Ана раздраженно развела руками:
Разве не понятно, что я не могла оторвать взгляд от сумки? Неужели я бы сомневалась, если б увидела пса?
В этот момент Петрович, с любопытством пытавшийся оценить новый вид полемики, свидетелем которой он стал, решил вмешаться, чтобы нарушить патовую ситуацию, которая, как известно, может продолжаться бесконечно:
Я видел собаку. Черную. Она скрылась за углом на Стрелецкой, сказал он.
И сразу наступила тишина. Поток вопросов мгновенно прекратился.
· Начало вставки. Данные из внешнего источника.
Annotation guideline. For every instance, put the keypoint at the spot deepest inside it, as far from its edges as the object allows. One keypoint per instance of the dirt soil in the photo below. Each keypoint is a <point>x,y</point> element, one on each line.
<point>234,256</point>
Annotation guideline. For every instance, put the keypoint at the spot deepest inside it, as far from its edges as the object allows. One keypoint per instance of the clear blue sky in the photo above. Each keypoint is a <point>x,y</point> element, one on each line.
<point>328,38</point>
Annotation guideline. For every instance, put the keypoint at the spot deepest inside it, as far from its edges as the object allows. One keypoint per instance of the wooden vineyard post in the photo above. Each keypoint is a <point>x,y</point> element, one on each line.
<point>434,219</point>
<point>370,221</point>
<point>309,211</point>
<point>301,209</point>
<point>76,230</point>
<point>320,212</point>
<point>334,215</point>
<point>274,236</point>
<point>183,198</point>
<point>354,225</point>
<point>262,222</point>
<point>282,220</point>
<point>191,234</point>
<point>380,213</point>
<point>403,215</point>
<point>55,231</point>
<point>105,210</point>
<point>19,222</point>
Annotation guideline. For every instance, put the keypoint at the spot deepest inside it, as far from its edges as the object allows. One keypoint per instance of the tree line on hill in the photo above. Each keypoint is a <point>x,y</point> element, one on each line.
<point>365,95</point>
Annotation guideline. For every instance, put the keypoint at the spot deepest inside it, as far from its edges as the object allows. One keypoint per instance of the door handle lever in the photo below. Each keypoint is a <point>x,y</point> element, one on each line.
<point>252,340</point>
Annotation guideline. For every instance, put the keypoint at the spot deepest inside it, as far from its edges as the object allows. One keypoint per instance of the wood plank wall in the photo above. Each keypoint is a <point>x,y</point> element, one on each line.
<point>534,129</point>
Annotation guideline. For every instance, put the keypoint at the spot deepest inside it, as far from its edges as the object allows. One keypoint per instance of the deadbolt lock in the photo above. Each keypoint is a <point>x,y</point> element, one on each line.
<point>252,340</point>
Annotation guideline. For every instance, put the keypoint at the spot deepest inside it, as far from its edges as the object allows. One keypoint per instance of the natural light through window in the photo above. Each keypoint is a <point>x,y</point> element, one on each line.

Все присутствующие воззрились на Петровича, будто ожидая от него продолжения рассказа. Он, хоть и польщенный вниманием, молчал а что еще он мог сообщить аудитории?
Ну вот, я же говорила в конце концов нарушила тишину Ана. Голос ее прозвучал растерянно. Однако она быстро взяла себя в руки. Умение справляться со своими чувствами было свойственно ей Петрович, как мы помним, отметил это сразу после происшествия с сумкой: Ну что ж, если никто не против, закончим нашу трапезу Она взглянула на Петровича, потянувшегося к бокалу, подождала, пока он допьет вино (оставить недопитый бокал великолепного напитка было выше его сил), и поднялась: Девочки, займитесь своими делами, а нам с Иваном надо поговорить тет-а-тет.
Пройдя в привычном уже полумраке в следующее помещение этого нескончаемого дома, они прилегли на козетках перед низким столиком, накрытым на двоих, получилось нечто вроде древнеримского триклиния, что, на взгляд Петровича, создавало особо доверительную атмосферу для беседы. На столике были фрукты, виноград, канапе, тарталетки, сыр, крекеры и креветки как определил Петрович, а также бутылка вина: громадная, чуть ли ни с ведро, черная, пыльная, вся в паутине.